3rd Seojungsday of High Winter, Second Age 1854: Tonight, I opened my heart to Zhyrissa, letting the weight of my thoughts spill out as the fire crackled between us. The ruined academy of magic looms ahead, its secrets tugging at me—not just for what we might find, but for what it could mean for Hithfaer, for Aranesi, for me. Could its ancient halls hold answers to Luthais’s schemes? Is the Soul Eater that killed me still there? Is it called that because of what it does to souls? Or is it more metaphorical? Are they sustenance to the creature? Or captured and imprisoned. The few mentions of the creature I was able to discover are usually from those who had defeated it, a few accounts of someone's soul being rescued from its clutches, but always shortly after being incapacitated. Not decades later like for us. But we're still here too, not entirely gone, but not entirely complete. Zhyrissa is a good companion, she listened and shared my fears without judgement. She said there's only one thing to do, and what happens after will be dealt with then. I feel happy to have met her. Of course I had to complain about another birthday on the road in a moment of weakness and she promised we'll make up for it after our return.
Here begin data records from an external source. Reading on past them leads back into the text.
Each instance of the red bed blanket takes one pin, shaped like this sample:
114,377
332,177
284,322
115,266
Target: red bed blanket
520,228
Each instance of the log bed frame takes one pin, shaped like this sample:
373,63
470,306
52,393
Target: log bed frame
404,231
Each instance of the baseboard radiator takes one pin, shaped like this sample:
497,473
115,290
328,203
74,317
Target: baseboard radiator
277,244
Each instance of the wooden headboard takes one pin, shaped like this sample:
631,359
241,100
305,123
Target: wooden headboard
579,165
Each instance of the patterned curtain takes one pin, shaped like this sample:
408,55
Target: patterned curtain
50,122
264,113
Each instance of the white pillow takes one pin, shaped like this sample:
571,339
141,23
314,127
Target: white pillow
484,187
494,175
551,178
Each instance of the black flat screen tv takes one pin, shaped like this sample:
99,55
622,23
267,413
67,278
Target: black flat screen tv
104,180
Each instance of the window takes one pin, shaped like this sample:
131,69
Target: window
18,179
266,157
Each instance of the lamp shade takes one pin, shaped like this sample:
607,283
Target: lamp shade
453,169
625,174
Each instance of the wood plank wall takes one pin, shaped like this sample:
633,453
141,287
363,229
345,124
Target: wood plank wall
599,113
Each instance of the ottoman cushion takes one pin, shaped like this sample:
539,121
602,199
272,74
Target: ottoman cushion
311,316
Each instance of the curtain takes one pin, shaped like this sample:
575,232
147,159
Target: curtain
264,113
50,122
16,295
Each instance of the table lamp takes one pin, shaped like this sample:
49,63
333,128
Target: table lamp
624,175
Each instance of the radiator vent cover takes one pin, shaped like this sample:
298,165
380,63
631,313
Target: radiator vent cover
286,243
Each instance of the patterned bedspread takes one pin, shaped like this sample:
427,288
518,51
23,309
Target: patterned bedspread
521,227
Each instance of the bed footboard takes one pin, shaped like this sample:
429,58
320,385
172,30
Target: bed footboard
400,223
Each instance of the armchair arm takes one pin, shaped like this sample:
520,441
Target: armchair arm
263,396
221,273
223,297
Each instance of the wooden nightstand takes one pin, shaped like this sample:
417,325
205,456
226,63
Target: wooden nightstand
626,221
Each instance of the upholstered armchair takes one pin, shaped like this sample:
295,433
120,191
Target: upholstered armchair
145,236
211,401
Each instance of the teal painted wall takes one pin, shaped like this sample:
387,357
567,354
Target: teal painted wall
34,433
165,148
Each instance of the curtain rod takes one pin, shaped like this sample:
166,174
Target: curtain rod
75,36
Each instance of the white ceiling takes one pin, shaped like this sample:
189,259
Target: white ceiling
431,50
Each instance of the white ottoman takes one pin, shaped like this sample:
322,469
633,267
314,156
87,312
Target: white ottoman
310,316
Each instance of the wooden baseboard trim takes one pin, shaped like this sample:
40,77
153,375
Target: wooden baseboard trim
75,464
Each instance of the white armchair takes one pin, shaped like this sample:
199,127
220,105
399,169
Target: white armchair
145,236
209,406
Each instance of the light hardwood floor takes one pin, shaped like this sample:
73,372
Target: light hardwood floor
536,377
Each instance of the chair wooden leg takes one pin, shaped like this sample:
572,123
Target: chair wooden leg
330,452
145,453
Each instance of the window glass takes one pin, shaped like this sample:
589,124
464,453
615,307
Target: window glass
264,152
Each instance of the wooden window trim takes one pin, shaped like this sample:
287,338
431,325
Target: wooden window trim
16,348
I’d hoped for a moment to breathe, to celebrate with those I care about, not to be chasing ghosts in crumbling ruins. What if this academy reveals something that changes us forever? Aranesi and I have faced so much already—our shared body, our divided paths. Could this be where we find a way to balance it all, or where it unravels? I suppose we'll either celebrate a new start, or there will be nothing left to celebrate. I’ll keep moving forward, blade ready, because standing still isn’t who I am.
5th Judicday of High Winter, Second Age 1854: We reached an altar of Aranye, nestled on a fire ley line, a place that once bubbled as a healing hot spring, now fallen into ruin. Its faded glory spoke of renewal, of spring’s promise even in winter’s grip. I couldn’t help but think of the soul eater we’re bound to face at the academy. Could confronting it be our own renewal, a chance to burn away the doubts and fears that linger in our shared soul? I don’t trust books to tell me how to fight it, but standing at that altar, I felt a spark—maybe action, not study, will forge us anew. If Aranye’s altar is any sign, there’s power in restoring what’s broken. Perhaps facing the soul eater will mend something in us, make us stronger for whatever lies ahead—Luthais, the shadow elves, or beyond.
5th Vaeraleusday of High Winter, Second Age 1854: Today, we found a shadow rift, an unstable portal to the shadow realm pulsing with dark potential. For a moment, I saw the chance to harness it, to create a shadow ley line and turn our enemies’ strength against them. But Lady Aria chose caution, shutting it down—our foes’ ties to shadow run too deep, and she’s right to avoid arming them further. Closing the rift was tough work, but we got it done, sealing off that threat. It made me think of our own torn souls, Aranesi and I, caught between one body and two minds. Shutting the rift felt like stitching a wound—maybe facing the soul eater will be like that, too, a way to heal what’s been split. I can’t shake the thought that all these trials—altars, rifts, academies—are leading us somewhere bigger. If we can heal ourselves, could we heal Hithfaer, too? Restore vitality to the land? Or is Luthais waiting to tear it all open again?